La memoria no es un mero rememorar, es un trabajo psíquico parecido al del duelo: reconocer lo perdido. Decir eso sí pasó, y poder algún día también decir ya pasó. Pero no hay duelo perfecto, quedan residuos intratables, y con ellos cada quien hace lo que puede; algunos llevan los recuerdos incrustados en el cuerpo, otros los hacen metáfora. Sobre eso no es justo andar opinando. A los 20 años del atentado de las Torres Gemelas, la madre de Bobby McIlvaine –un joven que por casualidad se encontraba en el lugar– dijo que lo seguía amando con la misma intensidad, pero que de a poco iba desprendiéndose de él. Mientras que el padre, se obsesionó con las teorías conspirativas, y se tatuó en el brazo izquierdo –el mismo que le faltaba al cadáver de Bobby– una frase hallada en sus diarios. La madre lleva una pulsera con la misma frase.

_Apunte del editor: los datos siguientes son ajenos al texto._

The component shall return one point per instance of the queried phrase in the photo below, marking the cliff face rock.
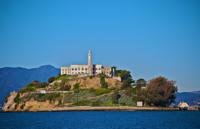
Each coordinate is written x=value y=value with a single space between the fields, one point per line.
x=10 y=105
x=38 y=96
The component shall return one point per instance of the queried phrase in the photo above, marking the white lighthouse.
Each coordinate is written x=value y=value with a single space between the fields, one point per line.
x=90 y=65
x=88 y=69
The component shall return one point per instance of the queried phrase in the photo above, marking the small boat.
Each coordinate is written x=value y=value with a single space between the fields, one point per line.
x=183 y=106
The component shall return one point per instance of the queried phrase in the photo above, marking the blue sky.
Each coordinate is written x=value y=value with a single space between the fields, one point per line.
x=150 y=38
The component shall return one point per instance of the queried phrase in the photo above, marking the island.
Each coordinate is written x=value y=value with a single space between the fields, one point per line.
x=93 y=87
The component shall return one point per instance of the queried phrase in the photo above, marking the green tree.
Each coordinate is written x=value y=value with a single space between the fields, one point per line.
x=140 y=83
x=116 y=96
x=76 y=89
x=103 y=82
x=126 y=78
x=160 y=92
x=51 y=79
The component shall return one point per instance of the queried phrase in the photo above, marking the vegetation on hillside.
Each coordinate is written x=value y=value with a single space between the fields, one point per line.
x=157 y=92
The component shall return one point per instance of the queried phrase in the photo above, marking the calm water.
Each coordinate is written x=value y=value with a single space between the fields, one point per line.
x=101 y=120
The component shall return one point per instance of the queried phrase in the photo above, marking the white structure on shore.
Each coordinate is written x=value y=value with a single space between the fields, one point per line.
x=86 y=69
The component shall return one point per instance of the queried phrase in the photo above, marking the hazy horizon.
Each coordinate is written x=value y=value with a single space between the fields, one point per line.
x=149 y=38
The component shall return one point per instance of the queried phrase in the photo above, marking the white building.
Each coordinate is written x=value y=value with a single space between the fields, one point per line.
x=86 y=69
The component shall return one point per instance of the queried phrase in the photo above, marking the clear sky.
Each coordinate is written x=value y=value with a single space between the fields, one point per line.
x=150 y=38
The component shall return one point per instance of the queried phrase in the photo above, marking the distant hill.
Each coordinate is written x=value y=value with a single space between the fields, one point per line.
x=12 y=79
x=192 y=98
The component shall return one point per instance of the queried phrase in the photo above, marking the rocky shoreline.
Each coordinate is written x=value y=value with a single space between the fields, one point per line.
x=105 y=108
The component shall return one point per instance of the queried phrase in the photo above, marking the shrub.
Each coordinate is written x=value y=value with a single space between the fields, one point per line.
x=101 y=91
x=28 y=88
x=83 y=103
x=45 y=97
x=103 y=83
x=17 y=98
x=51 y=79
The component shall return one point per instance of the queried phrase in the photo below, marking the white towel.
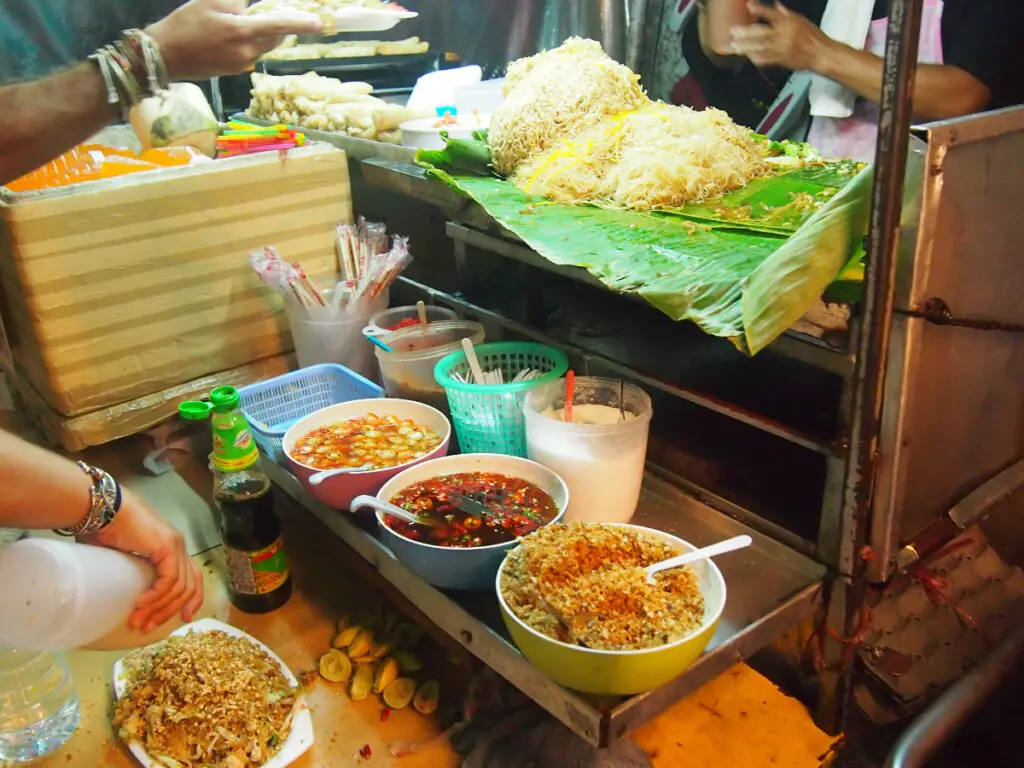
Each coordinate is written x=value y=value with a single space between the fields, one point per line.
x=846 y=22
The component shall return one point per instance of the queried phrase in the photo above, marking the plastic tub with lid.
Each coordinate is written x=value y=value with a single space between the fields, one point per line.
x=409 y=371
x=384 y=323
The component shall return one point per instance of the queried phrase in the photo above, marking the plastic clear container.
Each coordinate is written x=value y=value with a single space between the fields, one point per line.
x=39 y=709
x=409 y=371
x=600 y=456
x=318 y=338
x=384 y=323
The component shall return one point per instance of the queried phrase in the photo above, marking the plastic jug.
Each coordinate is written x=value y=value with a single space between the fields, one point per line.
x=59 y=595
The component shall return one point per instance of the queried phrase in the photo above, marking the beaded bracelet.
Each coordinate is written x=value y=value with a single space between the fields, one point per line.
x=104 y=503
x=132 y=70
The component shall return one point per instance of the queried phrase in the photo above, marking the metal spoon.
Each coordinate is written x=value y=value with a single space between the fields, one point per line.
x=317 y=478
x=390 y=509
x=721 y=548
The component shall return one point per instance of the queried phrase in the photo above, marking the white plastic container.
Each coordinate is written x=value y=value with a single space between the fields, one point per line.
x=425 y=133
x=321 y=338
x=481 y=97
x=59 y=595
x=600 y=455
x=383 y=323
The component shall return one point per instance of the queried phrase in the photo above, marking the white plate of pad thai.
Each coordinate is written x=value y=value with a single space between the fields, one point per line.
x=210 y=695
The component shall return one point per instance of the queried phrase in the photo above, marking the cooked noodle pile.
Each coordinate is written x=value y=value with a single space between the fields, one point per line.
x=558 y=93
x=576 y=127
x=660 y=157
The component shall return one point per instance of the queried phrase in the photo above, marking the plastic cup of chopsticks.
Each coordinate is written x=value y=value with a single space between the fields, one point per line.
x=331 y=335
x=601 y=453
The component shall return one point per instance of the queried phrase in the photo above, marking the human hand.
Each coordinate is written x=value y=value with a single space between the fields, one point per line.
x=178 y=587
x=208 y=38
x=786 y=40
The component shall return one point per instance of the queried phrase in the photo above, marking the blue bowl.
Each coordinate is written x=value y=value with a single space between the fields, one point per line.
x=463 y=568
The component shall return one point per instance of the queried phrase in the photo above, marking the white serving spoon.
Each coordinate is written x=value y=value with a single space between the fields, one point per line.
x=729 y=545
x=320 y=477
x=390 y=509
x=474 y=363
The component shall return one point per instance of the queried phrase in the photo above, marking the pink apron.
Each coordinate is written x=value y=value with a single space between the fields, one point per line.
x=855 y=136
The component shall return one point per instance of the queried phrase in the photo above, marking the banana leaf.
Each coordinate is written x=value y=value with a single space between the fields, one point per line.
x=783 y=287
x=777 y=204
x=733 y=282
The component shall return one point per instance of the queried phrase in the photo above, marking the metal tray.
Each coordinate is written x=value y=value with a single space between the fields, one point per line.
x=771 y=590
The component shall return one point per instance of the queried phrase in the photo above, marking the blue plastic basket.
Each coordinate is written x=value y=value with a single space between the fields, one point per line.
x=273 y=406
x=488 y=418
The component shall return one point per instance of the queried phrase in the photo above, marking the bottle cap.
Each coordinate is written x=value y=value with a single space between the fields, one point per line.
x=195 y=410
x=224 y=399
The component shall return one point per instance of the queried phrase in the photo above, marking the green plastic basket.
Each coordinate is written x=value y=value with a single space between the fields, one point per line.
x=487 y=418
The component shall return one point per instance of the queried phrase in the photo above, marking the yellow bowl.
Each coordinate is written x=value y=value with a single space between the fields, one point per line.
x=622 y=672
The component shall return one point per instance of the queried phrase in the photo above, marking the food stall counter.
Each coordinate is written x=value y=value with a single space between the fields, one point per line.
x=739 y=708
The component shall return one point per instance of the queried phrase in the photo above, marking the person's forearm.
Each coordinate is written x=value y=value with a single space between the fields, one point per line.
x=40 y=489
x=939 y=91
x=48 y=117
x=715 y=22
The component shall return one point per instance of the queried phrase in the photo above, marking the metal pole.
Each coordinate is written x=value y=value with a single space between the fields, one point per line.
x=951 y=710
x=895 y=114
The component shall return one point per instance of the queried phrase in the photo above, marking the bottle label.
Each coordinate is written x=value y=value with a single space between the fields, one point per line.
x=233 y=446
x=257 y=572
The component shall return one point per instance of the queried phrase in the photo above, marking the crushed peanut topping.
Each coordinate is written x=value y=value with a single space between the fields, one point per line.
x=584 y=583
x=206 y=698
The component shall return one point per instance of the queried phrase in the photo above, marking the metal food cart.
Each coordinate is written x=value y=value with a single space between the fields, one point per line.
x=842 y=456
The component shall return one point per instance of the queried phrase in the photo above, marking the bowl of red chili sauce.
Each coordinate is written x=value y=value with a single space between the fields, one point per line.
x=377 y=438
x=481 y=504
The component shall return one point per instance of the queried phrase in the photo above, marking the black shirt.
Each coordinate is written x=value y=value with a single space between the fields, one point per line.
x=985 y=38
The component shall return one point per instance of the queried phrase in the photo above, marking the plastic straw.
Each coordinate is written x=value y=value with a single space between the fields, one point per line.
x=569 y=393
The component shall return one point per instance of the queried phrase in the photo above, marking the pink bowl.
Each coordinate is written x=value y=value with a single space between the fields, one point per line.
x=339 y=491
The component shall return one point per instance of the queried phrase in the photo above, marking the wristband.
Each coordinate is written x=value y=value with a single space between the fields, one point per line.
x=104 y=503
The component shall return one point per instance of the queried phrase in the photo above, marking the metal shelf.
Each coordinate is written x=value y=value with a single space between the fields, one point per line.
x=771 y=589
x=412 y=180
x=608 y=354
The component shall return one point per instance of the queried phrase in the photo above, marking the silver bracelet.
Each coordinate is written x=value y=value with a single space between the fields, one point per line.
x=113 y=97
x=104 y=503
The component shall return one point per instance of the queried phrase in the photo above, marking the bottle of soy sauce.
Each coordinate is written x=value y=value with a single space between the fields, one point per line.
x=257 y=568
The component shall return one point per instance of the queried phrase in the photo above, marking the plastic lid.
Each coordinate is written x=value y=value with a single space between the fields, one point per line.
x=195 y=410
x=224 y=399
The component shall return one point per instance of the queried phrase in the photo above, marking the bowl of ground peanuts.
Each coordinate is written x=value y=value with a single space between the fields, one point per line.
x=576 y=600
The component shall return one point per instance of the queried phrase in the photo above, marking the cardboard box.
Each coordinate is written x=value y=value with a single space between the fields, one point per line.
x=108 y=424
x=120 y=289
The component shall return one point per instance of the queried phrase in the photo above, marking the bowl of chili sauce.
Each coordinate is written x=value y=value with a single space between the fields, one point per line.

Hacer algo con eso es también un problema de los pueblos.

En el memorial de Auschwitz hay pelo, fardos de pelo humano. Hace algunos años el directorio debía decidir qué hacer con él, conservarlo bajo condiciones de preservación o permitir su deterioro orgánico. Uno de los directores, el único que fue un sobreviviente de los campos, dijo que no harían nada, porque cada generación tendría que hacerse cargo de qué hacer con el mal que existe; y allí yace su testimonio. Hay ruinas que conviene dejar activas y no convertirlas en museo. Porque el museo es la obsesión de la memoria en los tiempos sin historia. Como si recordar fuera un ejercicio trivial y una pedagogía para el presente, como si la historia enseñara algo unívoco. La Primera Guerra no evitó la Segunda, no fue sino la bomba atómica la que seguramente ha inhibido, hasta hoy, una tercera.

Hay muchas memorias. Una es literal: la de los soldados que vuelven traumatizados de la guerra, y replican una y otra vez el ¡pum! Eso es padecer una memoria. Inflamar esa memoria puede convertir a los recuerdos en bestias. Hay otras formas mórbidas de la memoria, cuando se exaltan para activar venganzas al servicio de conflictos presentes. David Rieff, crítico –y criticado– de la memoria, se pregunta por qué un Museo del Holocausto, como el de Estados Unidos, debe abrir el recorrido con una ostentosa muestra de nacionalismo norteamericano. ¿Qué tienen que ver esos símbolos con la rememoración de las víctimas? La memoria no es inocente. La canallada es su utilización política.

Un totalitarismo puede quemar los libros, pero solo se deshace de la capa superficial de la memoria, porque la memoria habita en los oídos y se clava en el corazón. La memoria es afectación, por eso enraíza. Pero a la vez, es esa misma fuerza la que le quita, a diferencia de la historia, capacidad para contener las contradicciones. La historia enfría lo que en la memoria arde. Algo que para una generación puede ser memoria, para las siguientes puede ser una historia que relatar con mirada crítica o indiferencia. Por eso hay ciertos eventos que, para bien o para mal, porque nunca se sabe en qué pueden derivar, se mantienen activos; para no olvidar. Todo el asunto es no olvidar qué: no es lo mismo insistir en recordar a un enemigo para volverlo perpetuo, que no olvidar aquello de lo que la humanidad ha sido capaz. Lo primero es la vía al resentimiento, lo segundo, la posibilidad de advertirnos.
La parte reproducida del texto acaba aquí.